Te Matatini 2015 – A chance to give back
It was a dream come true for Rangimarie Parata Takurua, when she heard Waitaha had been announced as the hosts for Te Matatini 2015.
“I was crying – I felt like I had won Te Matatini,” she says.
The theme of Te Matatini 2015 will be He Ngākau Aroha – A Loving Heart. Rangimarie says as hosts for this year’s festival, Ngāi Tahu whānau will have the opportunity to manaaki those who cared for them in their time of need during and after the Christchurch earthquakes.
Rangimarie (Ngāi Tahu, Waitaha, Ngāti Māmoe, Ngāti Kahungunu), who is the project manager for hosting Te Matatini 2015 says that after the official pōwhiri they will serve food to around 5-7,000 manuhiri.

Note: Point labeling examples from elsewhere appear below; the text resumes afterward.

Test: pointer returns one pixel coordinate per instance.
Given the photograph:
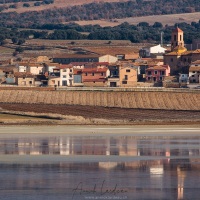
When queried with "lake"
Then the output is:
(99, 162)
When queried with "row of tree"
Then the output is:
(143, 32)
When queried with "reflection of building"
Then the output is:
(181, 177)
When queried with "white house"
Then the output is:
(148, 50)
(183, 78)
(34, 68)
(66, 75)
(194, 72)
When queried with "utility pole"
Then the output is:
(161, 38)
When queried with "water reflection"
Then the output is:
(172, 172)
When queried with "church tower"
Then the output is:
(177, 39)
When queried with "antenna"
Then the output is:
(161, 38)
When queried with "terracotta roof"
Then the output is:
(194, 68)
(94, 79)
(196, 62)
(196, 51)
(77, 71)
(24, 74)
(156, 68)
(112, 50)
(177, 30)
(77, 56)
(94, 70)
(173, 54)
(64, 66)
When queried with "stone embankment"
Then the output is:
(132, 99)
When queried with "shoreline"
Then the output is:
(48, 119)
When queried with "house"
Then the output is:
(148, 50)
(95, 76)
(66, 75)
(48, 67)
(54, 78)
(179, 59)
(77, 81)
(127, 74)
(24, 79)
(122, 53)
(194, 72)
(7, 74)
(33, 68)
(68, 58)
(113, 76)
(157, 73)
(183, 78)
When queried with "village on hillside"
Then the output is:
(151, 66)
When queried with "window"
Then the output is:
(174, 37)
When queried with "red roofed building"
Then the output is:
(157, 73)
(95, 76)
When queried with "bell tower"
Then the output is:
(177, 38)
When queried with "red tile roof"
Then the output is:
(177, 30)
(94, 70)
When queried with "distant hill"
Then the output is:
(65, 11)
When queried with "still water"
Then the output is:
(126, 165)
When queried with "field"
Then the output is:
(164, 19)
(56, 4)
(84, 107)
(110, 115)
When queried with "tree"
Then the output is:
(157, 25)
(26, 5)
(19, 49)
(21, 41)
(14, 40)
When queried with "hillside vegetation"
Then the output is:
(142, 100)
(101, 10)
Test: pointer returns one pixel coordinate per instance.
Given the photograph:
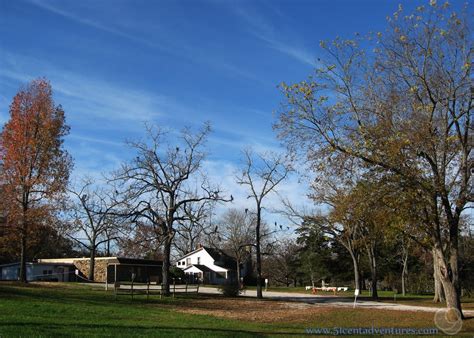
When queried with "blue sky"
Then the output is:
(115, 64)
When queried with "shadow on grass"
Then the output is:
(84, 329)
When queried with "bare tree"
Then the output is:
(261, 174)
(401, 103)
(92, 213)
(236, 235)
(163, 181)
(195, 228)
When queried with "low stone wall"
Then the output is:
(100, 269)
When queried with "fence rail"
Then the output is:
(150, 289)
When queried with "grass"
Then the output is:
(78, 310)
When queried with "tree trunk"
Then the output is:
(92, 263)
(355, 263)
(449, 278)
(373, 270)
(259, 258)
(166, 265)
(438, 287)
(404, 270)
(238, 271)
(23, 231)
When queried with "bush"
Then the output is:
(230, 289)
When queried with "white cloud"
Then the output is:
(166, 42)
(263, 30)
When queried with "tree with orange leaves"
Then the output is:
(35, 165)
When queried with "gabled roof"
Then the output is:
(220, 257)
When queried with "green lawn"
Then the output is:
(79, 310)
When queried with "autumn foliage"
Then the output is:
(34, 164)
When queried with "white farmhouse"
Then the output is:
(207, 265)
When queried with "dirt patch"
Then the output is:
(252, 310)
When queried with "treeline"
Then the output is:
(383, 127)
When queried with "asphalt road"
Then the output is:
(333, 301)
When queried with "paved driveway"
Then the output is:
(327, 300)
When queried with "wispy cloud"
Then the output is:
(168, 43)
(88, 98)
(262, 29)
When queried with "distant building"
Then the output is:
(209, 266)
(62, 272)
(107, 269)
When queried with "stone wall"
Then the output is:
(100, 269)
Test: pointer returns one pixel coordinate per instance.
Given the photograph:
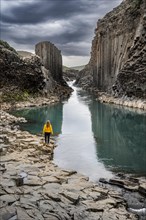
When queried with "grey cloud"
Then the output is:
(21, 21)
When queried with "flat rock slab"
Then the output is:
(9, 198)
(7, 212)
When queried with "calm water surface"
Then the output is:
(94, 139)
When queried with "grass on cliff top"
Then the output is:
(15, 96)
(7, 46)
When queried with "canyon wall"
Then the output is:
(23, 74)
(118, 53)
(51, 58)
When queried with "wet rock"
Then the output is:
(22, 214)
(7, 212)
(142, 188)
(9, 198)
(73, 197)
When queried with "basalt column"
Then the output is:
(51, 58)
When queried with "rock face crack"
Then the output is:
(118, 53)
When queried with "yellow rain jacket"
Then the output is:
(48, 129)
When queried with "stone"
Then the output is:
(22, 214)
(7, 212)
(9, 198)
(142, 188)
(73, 197)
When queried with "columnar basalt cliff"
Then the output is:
(23, 74)
(51, 58)
(118, 54)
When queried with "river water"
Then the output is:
(92, 138)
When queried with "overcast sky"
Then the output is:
(69, 24)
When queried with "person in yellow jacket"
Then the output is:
(47, 131)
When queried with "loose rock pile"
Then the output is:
(32, 187)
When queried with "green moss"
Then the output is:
(15, 96)
(137, 3)
(6, 45)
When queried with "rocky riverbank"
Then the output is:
(33, 187)
(123, 101)
(30, 102)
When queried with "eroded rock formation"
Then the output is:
(118, 54)
(24, 73)
(51, 58)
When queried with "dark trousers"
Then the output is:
(47, 137)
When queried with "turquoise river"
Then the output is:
(92, 138)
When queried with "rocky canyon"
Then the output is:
(118, 54)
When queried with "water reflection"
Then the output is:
(120, 137)
(94, 138)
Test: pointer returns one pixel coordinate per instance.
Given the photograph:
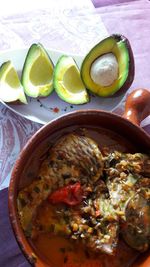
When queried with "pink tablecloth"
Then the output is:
(73, 28)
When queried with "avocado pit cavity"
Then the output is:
(105, 70)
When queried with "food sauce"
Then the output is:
(62, 252)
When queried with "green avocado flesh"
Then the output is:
(68, 83)
(119, 49)
(11, 89)
(37, 74)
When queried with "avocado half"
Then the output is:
(37, 73)
(121, 49)
(68, 83)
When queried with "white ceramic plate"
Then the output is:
(43, 110)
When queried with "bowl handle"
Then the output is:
(137, 106)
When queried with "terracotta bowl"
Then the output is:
(137, 107)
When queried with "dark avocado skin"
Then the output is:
(131, 72)
(131, 68)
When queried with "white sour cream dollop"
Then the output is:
(104, 70)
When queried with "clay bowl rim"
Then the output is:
(39, 136)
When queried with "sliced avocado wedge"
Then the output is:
(11, 89)
(37, 74)
(109, 66)
(68, 83)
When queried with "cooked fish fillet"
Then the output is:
(124, 172)
(72, 158)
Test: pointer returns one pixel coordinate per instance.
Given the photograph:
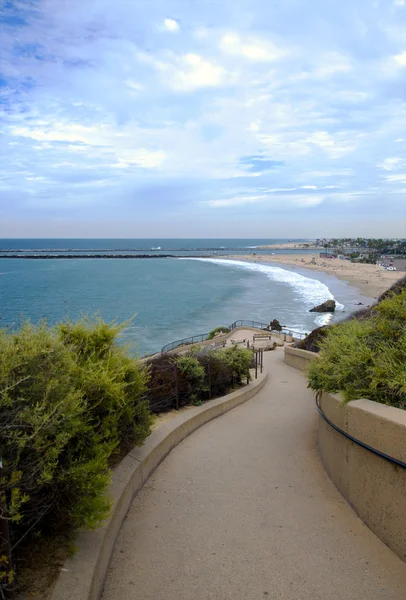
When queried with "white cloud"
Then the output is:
(171, 25)
(389, 164)
(146, 159)
(254, 50)
(287, 199)
(189, 72)
(401, 59)
(134, 85)
(195, 72)
(395, 178)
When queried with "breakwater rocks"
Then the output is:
(32, 256)
(328, 306)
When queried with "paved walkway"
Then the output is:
(242, 509)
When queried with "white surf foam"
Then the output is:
(311, 291)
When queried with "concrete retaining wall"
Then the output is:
(375, 488)
(83, 575)
(298, 359)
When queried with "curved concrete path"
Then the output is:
(242, 509)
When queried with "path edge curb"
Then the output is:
(82, 576)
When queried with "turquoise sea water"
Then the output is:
(168, 298)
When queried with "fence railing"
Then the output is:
(169, 389)
(203, 337)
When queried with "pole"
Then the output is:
(6, 566)
(175, 372)
(209, 377)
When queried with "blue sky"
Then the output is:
(239, 118)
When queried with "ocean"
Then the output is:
(165, 298)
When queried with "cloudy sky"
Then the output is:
(234, 118)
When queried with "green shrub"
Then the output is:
(238, 360)
(217, 330)
(191, 377)
(366, 358)
(112, 383)
(69, 396)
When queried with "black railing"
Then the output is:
(386, 457)
(203, 337)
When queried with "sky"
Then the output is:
(201, 118)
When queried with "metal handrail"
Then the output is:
(202, 337)
(386, 457)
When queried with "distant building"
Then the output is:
(327, 255)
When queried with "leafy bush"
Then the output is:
(238, 361)
(217, 330)
(69, 396)
(366, 358)
(192, 374)
(111, 381)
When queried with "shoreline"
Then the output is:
(370, 280)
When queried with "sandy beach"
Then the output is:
(290, 246)
(371, 280)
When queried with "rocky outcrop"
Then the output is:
(328, 306)
(275, 325)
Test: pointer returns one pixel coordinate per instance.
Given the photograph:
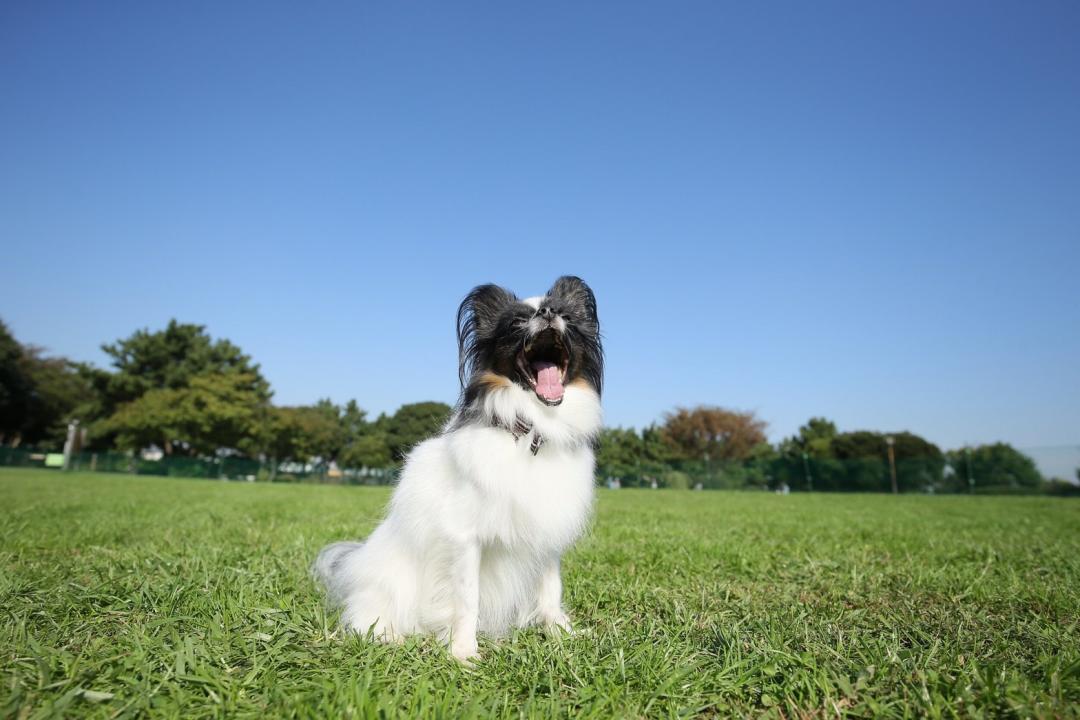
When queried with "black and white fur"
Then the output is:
(486, 508)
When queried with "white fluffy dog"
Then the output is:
(485, 510)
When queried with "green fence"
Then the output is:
(225, 467)
(784, 473)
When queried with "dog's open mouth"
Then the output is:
(542, 362)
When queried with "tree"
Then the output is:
(163, 380)
(410, 424)
(814, 438)
(367, 450)
(211, 412)
(170, 358)
(996, 466)
(40, 395)
(15, 386)
(863, 462)
(619, 452)
(719, 433)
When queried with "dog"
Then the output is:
(485, 510)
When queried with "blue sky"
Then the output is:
(868, 212)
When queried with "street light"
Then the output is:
(892, 463)
(971, 478)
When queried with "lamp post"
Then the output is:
(971, 478)
(892, 463)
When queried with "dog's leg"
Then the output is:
(549, 611)
(466, 581)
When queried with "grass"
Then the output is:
(134, 596)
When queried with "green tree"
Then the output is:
(368, 450)
(620, 452)
(170, 358)
(15, 388)
(862, 463)
(995, 467)
(212, 411)
(410, 424)
(163, 379)
(40, 395)
(717, 432)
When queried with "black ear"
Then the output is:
(578, 297)
(477, 318)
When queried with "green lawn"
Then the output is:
(135, 596)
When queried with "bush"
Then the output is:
(675, 479)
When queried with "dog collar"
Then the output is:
(520, 430)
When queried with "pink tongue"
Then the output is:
(549, 384)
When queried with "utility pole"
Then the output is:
(971, 478)
(70, 445)
(892, 463)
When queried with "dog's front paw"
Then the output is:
(464, 651)
(557, 622)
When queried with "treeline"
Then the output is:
(718, 448)
(189, 395)
(192, 396)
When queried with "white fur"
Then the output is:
(476, 528)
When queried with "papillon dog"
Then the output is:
(484, 511)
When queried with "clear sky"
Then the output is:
(863, 211)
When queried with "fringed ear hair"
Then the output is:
(578, 297)
(477, 318)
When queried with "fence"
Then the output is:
(772, 473)
(1054, 471)
(229, 467)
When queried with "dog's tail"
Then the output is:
(328, 568)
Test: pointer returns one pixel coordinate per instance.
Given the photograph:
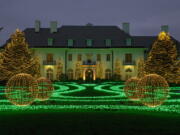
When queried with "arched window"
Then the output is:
(70, 74)
(49, 73)
(108, 74)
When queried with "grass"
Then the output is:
(90, 121)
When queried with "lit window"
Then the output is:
(79, 57)
(108, 57)
(128, 42)
(50, 41)
(108, 42)
(70, 57)
(70, 42)
(98, 57)
(89, 42)
(108, 74)
(128, 57)
(49, 57)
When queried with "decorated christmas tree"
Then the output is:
(162, 58)
(117, 70)
(17, 58)
(141, 72)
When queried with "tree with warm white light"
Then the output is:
(162, 58)
(17, 58)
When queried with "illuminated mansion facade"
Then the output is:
(88, 52)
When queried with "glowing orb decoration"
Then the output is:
(21, 89)
(130, 88)
(45, 88)
(154, 90)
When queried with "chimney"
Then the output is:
(53, 26)
(126, 27)
(165, 28)
(37, 25)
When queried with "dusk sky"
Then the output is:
(145, 16)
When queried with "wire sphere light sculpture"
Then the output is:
(154, 90)
(21, 89)
(45, 88)
(130, 88)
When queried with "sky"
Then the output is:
(145, 16)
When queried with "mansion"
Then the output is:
(89, 52)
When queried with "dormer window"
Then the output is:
(89, 42)
(70, 42)
(108, 42)
(50, 41)
(128, 41)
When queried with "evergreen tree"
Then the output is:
(162, 57)
(117, 70)
(141, 72)
(17, 58)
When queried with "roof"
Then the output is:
(81, 33)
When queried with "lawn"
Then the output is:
(90, 109)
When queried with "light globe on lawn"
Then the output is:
(154, 90)
(21, 89)
(130, 88)
(45, 88)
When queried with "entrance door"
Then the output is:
(89, 75)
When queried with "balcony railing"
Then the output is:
(45, 62)
(89, 63)
(129, 63)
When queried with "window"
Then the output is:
(98, 57)
(108, 42)
(108, 74)
(70, 42)
(128, 41)
(49, 73)
(128, 57)
(50, 41)
(89, 42)
(70, 74)
(49, 57)
(108, 57)
(70, 57)
(79, 57)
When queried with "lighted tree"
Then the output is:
(78, 72)
(59, 69)
(17, 58)
(99, 70)
(162, 57)
(141, 72)
(117, 70)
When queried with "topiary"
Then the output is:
(130, 88)
(21, 89)
(154, 90)
(45, 88)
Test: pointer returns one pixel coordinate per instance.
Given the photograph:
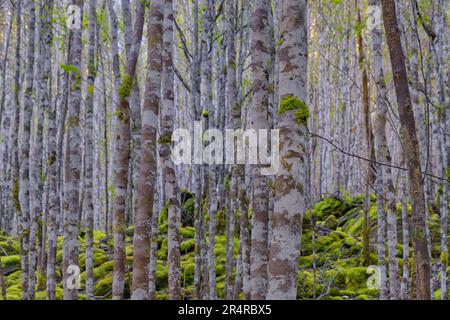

This is something that has never been attempted at a Te Matatini festival before but Rangimarie says that Ngāi Tahu have a distinctively southern way of hosting.
“We want our cousins from the north to know that they are in the south and we want them to enjoy the things that we often take for granted. We know how to manaaki people and we have kept our food gathering practices alive,” she says.
The last time Christchurch hosted the festival was in 1986 when it was formerly known as the Aotearoa Traditional Māori Performing Arts Festival. This festival is remembered fondly by Rangimarie’s whānau as her late father, Pura Parata was the chairperson.
“It’s our turn – there’s an obligation there. My dad was the chair at the 1986 festival, so there is a legacy,” she says.
Rangimarie has near to 30 years of board experience, having worked on various boards around New Zealand. She worked in the Ngāi Tahu Māori Trust Board around time of the Settlement and she is currently the deputy chairperson for the Waitaha Cultural Council.
She says a large part of her Te Matatini role has been securing funding to host the festival, along with overseeing hosting responsibilities and identifying ideas to ensure it is a stress-free experience for all festival-goers.
Although her role has been hectic at times, she says she does it for her love of kapa haka. She grew up with kapa haka and says her parents met while performing together in the same group.
“I’ve always been involved in kapa haka and I’m really grateful for that – I was probably doing it in the womb.”
Come Te Matatini, Rangimarie will continue to work as project manager and she will perform with her Waitaha kapa haka group, Te Ahikōmau a Hamo-te-Rangi. Around 21-years-ago, Rangimarie was one of the founding members of the original group, Te Ahikaaroa. She says there are around 100 members in the group and of them there are several generations of different whānau.
“There is a distinct thing happening in our rows; we are watching our babies coming through and that’s exciting,” she says.
Her husband, Tauira Takurua has been with the two groups since their inception. Rangimarie says he comes from a long line of composers and he has composed many of the waiata that Te Ahikōmau a Hamo te Rangi sing.
Over the years, Rangimarie has also used kapa haka as a vehicle for education. In 2002, after seeing an increase in members having their own families, members of Te Ahikaaroa opened Nōku Te Ao, the first total immersion early childhood centre in Christchurch. More recently she has been working hard to lead the establishment of a new special character school in Christchurch, Te Pā o Rākaihautū, which is a 21st century pā wānanga catering for the whole whānau, from early childhood to tertiary, on one site. This is due to open just before Te Matatini and will host one of the visiting kapa haka groups from Perth.
It’s going to be a busy start of the year for Rangimarie but she says hosting this year’s Te Matatini festival is a once in a lifetime opportunity. She hopes that by bringing the competition down here, it will help to normalise kapa haka in Christchurch and encourage both Māori and non-Māori to get involved.
“It’s going to bring a big noise. It’s a very strategic move since it’s at Hagley Park, smack-bang in the heart of Christchurch – you can’t ignore it.”